273. Diagnoses

It is useful to figure out why children sometimes have difficulty learning, and since most learning problems are somewhat similar to problems that have shown up before in other children, people who think about these things are apt to use labels. Labels are simply words; they don’t tell the whole story, but used wisely, they can help us to focus.
Doctors have been diagnosing for a long time, so they have lots of labels. Occasionally, a doctor attends a meeting to discuss a child’s learning difficulties, and teachers, administrators, and parents listen intently to what the doctor says, perhaps thinking, this is not a regular person like us; this is a doctor!
Many doctors have studied long and hard to enter one of the medical
professions, and many have also learned a great deal through their experiences. Their input is often helpful in schools. But they are regular people like us, and parents, teachers, and administrators have intelligence and wisdom, too. When an educator or doctor diagnoses a child’s problem, that diagnosis is a tool that can be used for thinking and communicating. Other people’s experiences with children who face similar obstacles have sometimes uncovered approaches that work. It can help to know that a child is deaf in one ear, has difficulty processing visual stimuli, or faces any of a multitude of challenges, because those challenges may have been faced successfully before, and it helps to know that, and to know how it was done.
Once a diagnosis is made, we’ve got to be careful how we use it. We tend to think of a disease or difficulty as one thing, and in some ways, it is. But a human being is many things, and however scientifically we describe symptoms, whatever diagnoses we make have to be seen only as tools, not as answers. Such an approach helps to maintain the view of a person as a person. A friend of mine,
who is an expert on some of the special needs children have, is careful to say “a child with autism” rather than “an autistic child,” because she wants to stress the humanity of the child, avoiding the dehumanizing tendency for people to see the diagnosis instead of the child.

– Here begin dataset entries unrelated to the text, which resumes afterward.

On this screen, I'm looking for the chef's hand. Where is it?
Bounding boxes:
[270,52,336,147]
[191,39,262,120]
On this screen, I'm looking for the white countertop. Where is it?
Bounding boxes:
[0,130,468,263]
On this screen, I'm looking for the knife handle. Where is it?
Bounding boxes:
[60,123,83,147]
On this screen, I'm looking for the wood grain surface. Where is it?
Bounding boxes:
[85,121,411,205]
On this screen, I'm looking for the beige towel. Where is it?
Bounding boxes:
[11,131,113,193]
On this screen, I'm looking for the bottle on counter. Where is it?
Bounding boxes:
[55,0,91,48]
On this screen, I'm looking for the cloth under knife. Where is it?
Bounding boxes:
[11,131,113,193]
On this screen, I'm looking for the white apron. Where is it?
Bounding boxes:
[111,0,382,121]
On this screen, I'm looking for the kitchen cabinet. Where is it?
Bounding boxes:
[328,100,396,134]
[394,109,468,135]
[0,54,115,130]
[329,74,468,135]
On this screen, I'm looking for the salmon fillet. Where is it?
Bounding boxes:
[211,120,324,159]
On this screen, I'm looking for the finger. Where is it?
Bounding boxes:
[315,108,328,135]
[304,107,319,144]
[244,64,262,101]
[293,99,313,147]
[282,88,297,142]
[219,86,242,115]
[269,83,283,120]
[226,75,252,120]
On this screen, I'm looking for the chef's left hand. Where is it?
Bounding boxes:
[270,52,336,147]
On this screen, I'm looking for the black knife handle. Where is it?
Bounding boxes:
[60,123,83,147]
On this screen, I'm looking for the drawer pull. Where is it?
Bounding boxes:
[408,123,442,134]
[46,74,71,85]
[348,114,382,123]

I’m someone who has been diagnosed with a medical problem – MS. It makes it so that it’s hard for me to do some things I used to do easily. Multiple sclerosis, probably more than other diseases, affects different people in different ways. Some have lots of trouble with it, and some have very little. And people manage it in many different ways. It’s not ordinarily recognized as a learning disability, partly because it rarely strikes children, who are the most likely to be diagnosed with learning disabilities. And I’m glad I’m seen mostly as “a person with multiple sclerosis,” and not as “an MS person.”